Türkiye’nin AB ile imzaladığı Gümrük Birliği (GB) Anlaşması 10. yılına girdi. Geçen 10 yılın sonunda Türkiye bu Gümrük Birliği yükünü taşıyamaz konuma geldi. Hala daha bu durumu dikkate alan yok. Buna karşın AB hayali tam gaz gidiyor. Yakında beton bir duvara çarpacağı da kaçınılmaz bir kader. Kader diyorum ama aslında bu bir somut gerçek. Bunun gerçek olduğu Müzakere çerçeve belgesinde Türkiye’nin tam üyelik tarifi yapılmamasından ve müzakere adıyla siyasal dayatmalarla Türkiye’nin çözülme sürecine sürüklenmesinden çok iyi anlaşılmaktadır.

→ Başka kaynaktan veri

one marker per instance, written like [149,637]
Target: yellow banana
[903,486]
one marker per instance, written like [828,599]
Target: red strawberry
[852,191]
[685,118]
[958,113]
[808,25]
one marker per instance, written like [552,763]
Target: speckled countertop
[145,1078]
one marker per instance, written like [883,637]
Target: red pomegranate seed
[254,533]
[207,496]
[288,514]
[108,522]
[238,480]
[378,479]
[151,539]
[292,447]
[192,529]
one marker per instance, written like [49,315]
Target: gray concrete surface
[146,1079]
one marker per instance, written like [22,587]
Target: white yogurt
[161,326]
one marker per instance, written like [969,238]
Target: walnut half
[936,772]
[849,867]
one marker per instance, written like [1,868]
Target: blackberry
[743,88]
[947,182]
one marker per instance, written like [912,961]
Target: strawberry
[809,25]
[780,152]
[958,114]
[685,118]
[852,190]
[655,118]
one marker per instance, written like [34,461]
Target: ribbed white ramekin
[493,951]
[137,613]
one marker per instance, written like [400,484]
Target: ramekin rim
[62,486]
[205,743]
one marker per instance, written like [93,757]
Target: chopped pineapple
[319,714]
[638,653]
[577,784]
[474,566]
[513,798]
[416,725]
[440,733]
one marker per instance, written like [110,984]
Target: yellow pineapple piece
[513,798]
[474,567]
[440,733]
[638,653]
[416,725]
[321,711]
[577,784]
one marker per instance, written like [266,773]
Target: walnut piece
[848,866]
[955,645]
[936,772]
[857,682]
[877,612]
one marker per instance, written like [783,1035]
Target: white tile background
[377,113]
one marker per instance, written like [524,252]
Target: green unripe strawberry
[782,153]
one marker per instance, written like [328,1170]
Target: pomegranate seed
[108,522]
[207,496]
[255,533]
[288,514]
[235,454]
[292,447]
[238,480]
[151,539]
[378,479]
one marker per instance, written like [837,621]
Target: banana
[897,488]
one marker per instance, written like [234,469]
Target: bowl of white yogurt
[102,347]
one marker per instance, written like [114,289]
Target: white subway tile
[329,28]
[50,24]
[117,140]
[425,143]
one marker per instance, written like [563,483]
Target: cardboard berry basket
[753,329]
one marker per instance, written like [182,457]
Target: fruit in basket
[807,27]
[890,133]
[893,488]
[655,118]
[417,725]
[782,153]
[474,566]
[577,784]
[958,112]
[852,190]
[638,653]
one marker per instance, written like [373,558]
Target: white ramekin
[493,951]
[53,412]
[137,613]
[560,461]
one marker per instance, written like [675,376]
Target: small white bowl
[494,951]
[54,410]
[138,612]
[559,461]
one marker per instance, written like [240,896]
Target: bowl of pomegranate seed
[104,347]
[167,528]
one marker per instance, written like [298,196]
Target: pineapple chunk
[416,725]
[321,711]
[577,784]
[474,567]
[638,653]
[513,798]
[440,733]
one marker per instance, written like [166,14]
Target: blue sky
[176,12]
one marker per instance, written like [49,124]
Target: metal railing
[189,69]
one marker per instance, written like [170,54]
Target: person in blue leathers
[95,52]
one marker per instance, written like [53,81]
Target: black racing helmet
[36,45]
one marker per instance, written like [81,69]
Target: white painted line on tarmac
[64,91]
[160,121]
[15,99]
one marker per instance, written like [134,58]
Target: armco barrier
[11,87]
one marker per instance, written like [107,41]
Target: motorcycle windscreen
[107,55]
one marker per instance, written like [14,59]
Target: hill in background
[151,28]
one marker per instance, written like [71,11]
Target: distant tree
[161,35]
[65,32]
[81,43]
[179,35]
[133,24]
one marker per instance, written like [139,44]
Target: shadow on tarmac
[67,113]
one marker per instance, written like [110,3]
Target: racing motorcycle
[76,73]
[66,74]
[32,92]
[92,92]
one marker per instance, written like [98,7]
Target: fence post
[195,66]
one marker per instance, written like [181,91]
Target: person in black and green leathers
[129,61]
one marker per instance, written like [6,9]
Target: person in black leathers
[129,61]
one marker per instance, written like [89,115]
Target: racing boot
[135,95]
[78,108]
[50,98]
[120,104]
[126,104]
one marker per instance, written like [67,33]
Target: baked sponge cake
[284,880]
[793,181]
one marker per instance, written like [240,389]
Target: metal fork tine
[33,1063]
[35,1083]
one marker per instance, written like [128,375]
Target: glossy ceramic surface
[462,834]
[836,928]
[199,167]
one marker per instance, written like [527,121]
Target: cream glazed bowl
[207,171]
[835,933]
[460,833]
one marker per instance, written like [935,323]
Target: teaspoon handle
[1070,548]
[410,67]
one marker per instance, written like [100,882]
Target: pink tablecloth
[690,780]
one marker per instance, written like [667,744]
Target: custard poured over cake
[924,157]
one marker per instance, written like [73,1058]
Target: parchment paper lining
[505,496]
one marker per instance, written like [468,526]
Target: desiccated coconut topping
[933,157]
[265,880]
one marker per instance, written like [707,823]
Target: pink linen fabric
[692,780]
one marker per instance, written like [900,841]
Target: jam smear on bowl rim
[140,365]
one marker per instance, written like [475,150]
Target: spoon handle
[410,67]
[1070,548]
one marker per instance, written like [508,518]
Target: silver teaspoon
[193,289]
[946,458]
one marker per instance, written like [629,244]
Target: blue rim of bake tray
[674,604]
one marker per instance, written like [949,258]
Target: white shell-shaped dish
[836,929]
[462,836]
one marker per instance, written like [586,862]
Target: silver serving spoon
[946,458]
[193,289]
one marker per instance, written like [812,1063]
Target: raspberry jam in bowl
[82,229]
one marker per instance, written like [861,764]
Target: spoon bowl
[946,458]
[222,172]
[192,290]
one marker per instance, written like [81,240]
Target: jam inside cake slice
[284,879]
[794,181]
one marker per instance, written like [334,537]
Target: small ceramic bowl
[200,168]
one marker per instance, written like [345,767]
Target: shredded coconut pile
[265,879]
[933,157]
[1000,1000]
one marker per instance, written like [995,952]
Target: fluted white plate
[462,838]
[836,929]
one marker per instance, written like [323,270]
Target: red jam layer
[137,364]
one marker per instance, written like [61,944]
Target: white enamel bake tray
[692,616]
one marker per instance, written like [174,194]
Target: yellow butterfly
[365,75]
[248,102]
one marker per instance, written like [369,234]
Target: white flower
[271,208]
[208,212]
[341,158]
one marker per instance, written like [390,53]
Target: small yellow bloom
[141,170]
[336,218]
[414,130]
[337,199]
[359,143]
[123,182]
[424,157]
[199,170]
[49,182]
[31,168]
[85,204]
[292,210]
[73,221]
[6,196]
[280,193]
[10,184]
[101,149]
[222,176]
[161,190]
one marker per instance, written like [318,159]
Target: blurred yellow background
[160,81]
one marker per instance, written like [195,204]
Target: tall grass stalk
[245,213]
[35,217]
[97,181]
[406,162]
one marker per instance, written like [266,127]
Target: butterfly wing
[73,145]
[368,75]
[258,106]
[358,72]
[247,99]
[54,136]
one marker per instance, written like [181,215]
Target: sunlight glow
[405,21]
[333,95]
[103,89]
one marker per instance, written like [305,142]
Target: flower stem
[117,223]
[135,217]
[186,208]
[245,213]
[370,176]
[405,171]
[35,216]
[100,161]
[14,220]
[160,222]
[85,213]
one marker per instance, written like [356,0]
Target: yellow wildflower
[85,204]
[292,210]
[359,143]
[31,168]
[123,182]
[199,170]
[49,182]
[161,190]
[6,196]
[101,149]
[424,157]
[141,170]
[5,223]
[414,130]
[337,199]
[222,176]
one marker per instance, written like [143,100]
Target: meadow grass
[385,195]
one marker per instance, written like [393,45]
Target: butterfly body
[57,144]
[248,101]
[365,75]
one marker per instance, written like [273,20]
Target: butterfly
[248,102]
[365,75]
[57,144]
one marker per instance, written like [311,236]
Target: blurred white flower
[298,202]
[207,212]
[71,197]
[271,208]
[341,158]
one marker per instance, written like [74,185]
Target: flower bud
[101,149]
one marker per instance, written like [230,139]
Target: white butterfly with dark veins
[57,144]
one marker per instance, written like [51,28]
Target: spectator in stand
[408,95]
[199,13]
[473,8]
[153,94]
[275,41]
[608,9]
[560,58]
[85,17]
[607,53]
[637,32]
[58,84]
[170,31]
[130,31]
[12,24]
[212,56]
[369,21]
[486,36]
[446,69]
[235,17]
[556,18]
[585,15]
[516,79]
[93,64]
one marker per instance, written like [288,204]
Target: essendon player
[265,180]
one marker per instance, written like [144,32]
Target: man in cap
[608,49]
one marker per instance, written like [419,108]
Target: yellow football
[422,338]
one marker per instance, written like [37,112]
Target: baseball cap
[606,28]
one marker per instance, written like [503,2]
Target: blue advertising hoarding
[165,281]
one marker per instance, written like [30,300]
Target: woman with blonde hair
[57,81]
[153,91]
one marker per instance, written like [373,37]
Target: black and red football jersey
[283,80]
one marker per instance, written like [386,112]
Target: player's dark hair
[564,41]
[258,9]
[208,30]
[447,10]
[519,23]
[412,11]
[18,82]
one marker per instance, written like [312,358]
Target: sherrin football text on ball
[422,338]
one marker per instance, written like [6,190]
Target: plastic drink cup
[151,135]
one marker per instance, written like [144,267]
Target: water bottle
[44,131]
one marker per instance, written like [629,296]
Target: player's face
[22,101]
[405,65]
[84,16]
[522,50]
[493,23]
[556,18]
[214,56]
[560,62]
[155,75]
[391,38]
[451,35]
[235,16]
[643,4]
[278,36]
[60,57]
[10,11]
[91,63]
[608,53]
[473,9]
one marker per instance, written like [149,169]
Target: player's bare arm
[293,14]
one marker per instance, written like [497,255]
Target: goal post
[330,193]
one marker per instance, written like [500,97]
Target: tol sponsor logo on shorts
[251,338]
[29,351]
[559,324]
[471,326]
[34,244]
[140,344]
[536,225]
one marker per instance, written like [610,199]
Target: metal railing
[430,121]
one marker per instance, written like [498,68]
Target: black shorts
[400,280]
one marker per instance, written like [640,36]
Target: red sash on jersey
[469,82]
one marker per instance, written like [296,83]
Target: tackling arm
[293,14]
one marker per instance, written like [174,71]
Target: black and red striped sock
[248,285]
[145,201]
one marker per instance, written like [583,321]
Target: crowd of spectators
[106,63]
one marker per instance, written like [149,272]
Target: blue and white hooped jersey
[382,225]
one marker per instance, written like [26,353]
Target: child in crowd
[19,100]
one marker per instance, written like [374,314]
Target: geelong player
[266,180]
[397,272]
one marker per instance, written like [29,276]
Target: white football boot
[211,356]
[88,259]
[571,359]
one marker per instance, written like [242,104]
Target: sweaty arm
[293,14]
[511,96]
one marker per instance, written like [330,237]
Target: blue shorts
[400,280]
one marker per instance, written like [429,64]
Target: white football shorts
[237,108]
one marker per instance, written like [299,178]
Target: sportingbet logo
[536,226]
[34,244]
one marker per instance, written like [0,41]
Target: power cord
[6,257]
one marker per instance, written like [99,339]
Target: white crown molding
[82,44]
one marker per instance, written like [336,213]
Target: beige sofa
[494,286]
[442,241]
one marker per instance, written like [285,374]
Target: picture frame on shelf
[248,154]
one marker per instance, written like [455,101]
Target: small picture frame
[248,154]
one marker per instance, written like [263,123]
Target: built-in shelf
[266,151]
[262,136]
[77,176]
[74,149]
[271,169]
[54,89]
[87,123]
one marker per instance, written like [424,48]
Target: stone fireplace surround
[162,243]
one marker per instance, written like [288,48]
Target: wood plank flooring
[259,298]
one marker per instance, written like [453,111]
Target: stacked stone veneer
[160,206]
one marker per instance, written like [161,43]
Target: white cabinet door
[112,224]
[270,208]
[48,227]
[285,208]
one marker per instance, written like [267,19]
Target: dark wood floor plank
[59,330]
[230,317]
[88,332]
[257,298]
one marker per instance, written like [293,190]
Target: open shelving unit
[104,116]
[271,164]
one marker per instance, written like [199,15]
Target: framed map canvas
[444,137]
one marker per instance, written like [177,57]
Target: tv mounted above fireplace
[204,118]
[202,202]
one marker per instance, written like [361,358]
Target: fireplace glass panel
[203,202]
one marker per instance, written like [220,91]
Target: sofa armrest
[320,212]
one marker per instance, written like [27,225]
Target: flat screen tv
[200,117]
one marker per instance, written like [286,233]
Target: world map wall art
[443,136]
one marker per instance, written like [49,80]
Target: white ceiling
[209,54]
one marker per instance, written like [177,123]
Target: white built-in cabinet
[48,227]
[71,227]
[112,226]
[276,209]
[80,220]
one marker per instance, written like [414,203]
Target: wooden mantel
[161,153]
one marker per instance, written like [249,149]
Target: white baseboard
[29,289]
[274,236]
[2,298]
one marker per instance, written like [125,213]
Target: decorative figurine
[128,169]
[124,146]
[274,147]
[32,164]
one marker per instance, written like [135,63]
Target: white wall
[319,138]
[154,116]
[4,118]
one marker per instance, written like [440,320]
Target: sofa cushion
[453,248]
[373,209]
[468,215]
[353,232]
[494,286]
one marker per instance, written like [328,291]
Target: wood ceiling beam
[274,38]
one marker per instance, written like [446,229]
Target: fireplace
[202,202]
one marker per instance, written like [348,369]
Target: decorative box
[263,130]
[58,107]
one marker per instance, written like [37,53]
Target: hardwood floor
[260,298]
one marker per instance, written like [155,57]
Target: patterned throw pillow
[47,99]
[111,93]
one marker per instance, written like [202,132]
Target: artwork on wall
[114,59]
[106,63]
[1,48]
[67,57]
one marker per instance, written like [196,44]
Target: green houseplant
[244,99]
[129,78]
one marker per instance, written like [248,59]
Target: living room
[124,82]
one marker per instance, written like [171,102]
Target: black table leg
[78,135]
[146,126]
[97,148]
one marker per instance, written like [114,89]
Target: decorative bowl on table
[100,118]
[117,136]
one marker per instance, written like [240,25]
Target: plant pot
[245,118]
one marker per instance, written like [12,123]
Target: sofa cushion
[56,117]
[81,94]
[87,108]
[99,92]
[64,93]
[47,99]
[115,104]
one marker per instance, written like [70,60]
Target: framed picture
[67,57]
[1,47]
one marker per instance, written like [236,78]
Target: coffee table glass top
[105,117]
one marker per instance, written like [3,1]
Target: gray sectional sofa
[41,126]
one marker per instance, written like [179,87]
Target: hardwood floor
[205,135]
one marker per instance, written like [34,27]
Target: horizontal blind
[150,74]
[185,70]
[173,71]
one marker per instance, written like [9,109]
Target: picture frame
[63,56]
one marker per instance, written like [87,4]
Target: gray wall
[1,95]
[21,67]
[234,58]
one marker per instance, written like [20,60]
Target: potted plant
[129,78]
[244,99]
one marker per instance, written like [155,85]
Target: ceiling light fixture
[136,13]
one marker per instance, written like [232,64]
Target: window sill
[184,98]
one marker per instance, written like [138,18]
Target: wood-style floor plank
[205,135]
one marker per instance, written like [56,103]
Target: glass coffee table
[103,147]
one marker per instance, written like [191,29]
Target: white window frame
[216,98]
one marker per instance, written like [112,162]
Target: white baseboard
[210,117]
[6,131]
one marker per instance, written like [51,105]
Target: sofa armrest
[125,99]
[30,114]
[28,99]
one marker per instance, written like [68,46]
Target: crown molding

AB-Türkiye Gümrük Birliği Tarım ve Hizmet sektörünü kapsamıyor. Tarım halen daha Türkiye’nin en yaygın üretim alanlarından birisi. Genç kuşağın sayısı ve dinamizmi ise dikkate değer. Her ikisi de anlaşma dışı. Bu nedenle de aradan geçen 10 yıl Türkiye’yi AB’nin pazarı konumuna getirdi açıkçası. Türklerin üretkenlik yeteneği köreldi, Dış ticaret açığı Cumhuriyet tarihinde görülmeyen düzeye çıktı vede en kötüsü rekabet koşulları daraldı.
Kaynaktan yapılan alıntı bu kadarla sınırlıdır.